Forget-me-not: The Importance of Retrieval Practice in English
Unusually for the English specialist, I am going to start this blog off with one of my favourite graphs.
This simple little diagram really changed my thinking around the curriculum when I first saw it, and to my shame, it was probably only about five years ago that it happened. Considering it is a piece of research which first appeared in 1885, it really highlighted how much I needed to raise my game in terms of educational research.
My own failings aside, let me explain why this little graph is so important. What is outlined by Ebbinghaus in his 'forgetting curve' here, is the rate at which information is lost following the teaching sequence. It looks a bit demoralizing for teachers as we see that in a matter of 31 days, all that remains of our hard work is 21% retained by the learner. We are working our socks off to effectively teach students and yet much of that information may be eroded over what is a relatively short period of time.
However, the information does not disappear completely, and the picture isn’t that bleak when you look at the new graph below.

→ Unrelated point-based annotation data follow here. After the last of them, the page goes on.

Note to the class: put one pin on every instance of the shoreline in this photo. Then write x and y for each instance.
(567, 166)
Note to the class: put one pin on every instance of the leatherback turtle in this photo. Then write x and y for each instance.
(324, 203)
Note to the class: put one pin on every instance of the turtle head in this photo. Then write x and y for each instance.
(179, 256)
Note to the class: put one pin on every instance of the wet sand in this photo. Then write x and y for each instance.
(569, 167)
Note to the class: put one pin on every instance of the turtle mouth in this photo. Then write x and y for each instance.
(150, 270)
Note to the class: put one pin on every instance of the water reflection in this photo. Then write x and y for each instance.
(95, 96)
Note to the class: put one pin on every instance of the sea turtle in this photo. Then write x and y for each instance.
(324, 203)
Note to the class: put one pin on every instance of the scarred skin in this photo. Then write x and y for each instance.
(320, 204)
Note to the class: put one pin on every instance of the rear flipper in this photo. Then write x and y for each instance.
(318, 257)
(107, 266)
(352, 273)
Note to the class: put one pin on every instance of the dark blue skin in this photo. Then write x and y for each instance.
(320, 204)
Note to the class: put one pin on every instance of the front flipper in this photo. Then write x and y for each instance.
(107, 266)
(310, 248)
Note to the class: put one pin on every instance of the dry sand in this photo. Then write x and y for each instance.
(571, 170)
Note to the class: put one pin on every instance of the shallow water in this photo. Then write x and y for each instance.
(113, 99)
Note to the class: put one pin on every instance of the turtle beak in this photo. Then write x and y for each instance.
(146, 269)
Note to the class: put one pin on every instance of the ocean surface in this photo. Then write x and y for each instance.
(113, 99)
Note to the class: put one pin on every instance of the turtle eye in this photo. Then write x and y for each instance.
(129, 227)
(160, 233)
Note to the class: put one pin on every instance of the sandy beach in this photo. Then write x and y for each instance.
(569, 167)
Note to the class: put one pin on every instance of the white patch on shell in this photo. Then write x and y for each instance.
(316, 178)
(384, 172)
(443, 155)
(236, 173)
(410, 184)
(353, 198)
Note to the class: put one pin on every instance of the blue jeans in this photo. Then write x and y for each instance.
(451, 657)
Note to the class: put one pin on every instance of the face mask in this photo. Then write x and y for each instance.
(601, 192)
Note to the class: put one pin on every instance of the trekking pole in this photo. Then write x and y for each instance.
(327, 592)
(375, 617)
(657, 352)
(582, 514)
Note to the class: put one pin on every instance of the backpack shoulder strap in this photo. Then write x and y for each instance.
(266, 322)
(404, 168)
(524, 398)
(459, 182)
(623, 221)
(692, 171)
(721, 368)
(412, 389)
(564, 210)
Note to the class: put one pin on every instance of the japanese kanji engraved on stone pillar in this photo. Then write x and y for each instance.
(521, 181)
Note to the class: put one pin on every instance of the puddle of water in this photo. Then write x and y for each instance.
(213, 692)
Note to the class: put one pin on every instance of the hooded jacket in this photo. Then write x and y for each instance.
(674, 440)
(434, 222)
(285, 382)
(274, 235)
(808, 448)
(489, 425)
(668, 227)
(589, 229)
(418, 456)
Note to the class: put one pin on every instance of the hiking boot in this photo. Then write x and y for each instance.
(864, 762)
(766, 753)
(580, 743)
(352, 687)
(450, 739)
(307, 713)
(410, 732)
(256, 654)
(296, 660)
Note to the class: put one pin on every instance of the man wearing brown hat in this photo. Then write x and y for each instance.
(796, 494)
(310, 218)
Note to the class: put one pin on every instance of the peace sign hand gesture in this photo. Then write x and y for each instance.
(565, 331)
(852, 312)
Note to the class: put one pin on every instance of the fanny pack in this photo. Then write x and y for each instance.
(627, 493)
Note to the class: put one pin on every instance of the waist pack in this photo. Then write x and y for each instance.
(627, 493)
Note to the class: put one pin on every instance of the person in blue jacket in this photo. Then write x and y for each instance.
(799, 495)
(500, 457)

Whilst the information we learn does seem to drift from our immediate memory and we begin to struggle to recall information over a period of time, we can do something about it. This can work in our favour in the classroom. If we disrupt this ‘forgetting curve’ at regular intervals, revisiting key information at different points, we can ensure that the information is retained. Furthermore, not only does this enable students to retain this information for longer, but there is also evidence that the speed of retrieval also increases. This means that some key information students can retrieve information quickly, efficiently and for a longer period of time. No longer will we have a situation where students walk into an exam, regurgitate it all onto the page and forget it forever. No, instead we will have students remembering this key information for years to come.
So, what does this mean in the English classroom?
Well, first I think it reminds us to look at the curriculum and deciding on the most important information we need students to retain over time. This should be in each unit, each term, and each year. We then need to plan how to revisit this in a meaningful way. This is different to the process of recapping, as we want to ensure students are having to think hard in order to retrieve, and ideally retrieve it with only a few prompts. Revision questions, 3, 5 or 10, as appropriate to your context, are the easiest way to drill down to this, and including some of these in the in the lessons will allow teachers and students to identify gaps and include reteaching or review as part of the process.
For example, if I were teaching Macbeth in Year 10, I would want to make sure that I regularly got students to retrieve key facts about the play, including plot, character and key quotes. However, I would also want to retrieve points from their earlier learning, for example from key stage three where they had studied another tragedy by Shakespeare or points about writing techniques other writers would use. Some of the same questions would be used on rotation, or some slight rewording of a question would be included to ensure students were really having to think about the response. For example, ‘how is Macbeth presented in Act 1, scene 2?’ and ‘what is Duncan’s view of Macbeth near the start of the play?’ It is important they think hard about it and don’t get too familiar with the responses as you develop this. As Daniel Willingham has told us on more than one occasion ‘memory is the residue of thought’ so if the students aren’t challenged as the questions are too familiar, we are not getting their memory activated. The same is true on the use of notes and materials. We want to generate deeper understanding and learning; we need to ensure students are working hard in their thought processes. This is even more important than them producing reams of essay, something else I wish I had known about much earlier in my career. It would have saved on the marking.
The other element of retrieval is that when we ask students to access something from the prior learning or their existing schemas, information becomes linked to what students already know, make the retention much stronger. Fragmented knowledge is much harder to retain (try remembering 1, 0, 6, 6, 1, 9, 18 without making a link to 1066 and the Battle of Hastings or 1918 and the end of the First World War), so linking things to what we already know or clustering information together into patters or groups will be a much more powerful way to learn. This also has implications for teaching things like grammar discretely; it will take us up to a point, but without seeing apostrophes and embedded clauses in action students are likely to forget what they are. Better still, get them to use them.
Dylan Wiliam, Professor of Education at UCL and author, has been known to say that cognitive load theory is the most important piece of research teachers can know, however, I would argue we should return to Ebbinghaus. I have shared it with staff and students alike and each time I see a little light bulb moment. There is so much to explore beyond the initial research through and there is a wealth of information about how you can use this to really ensure our students are learning. This could be a gateway to lots more exploration of what will really work for our students.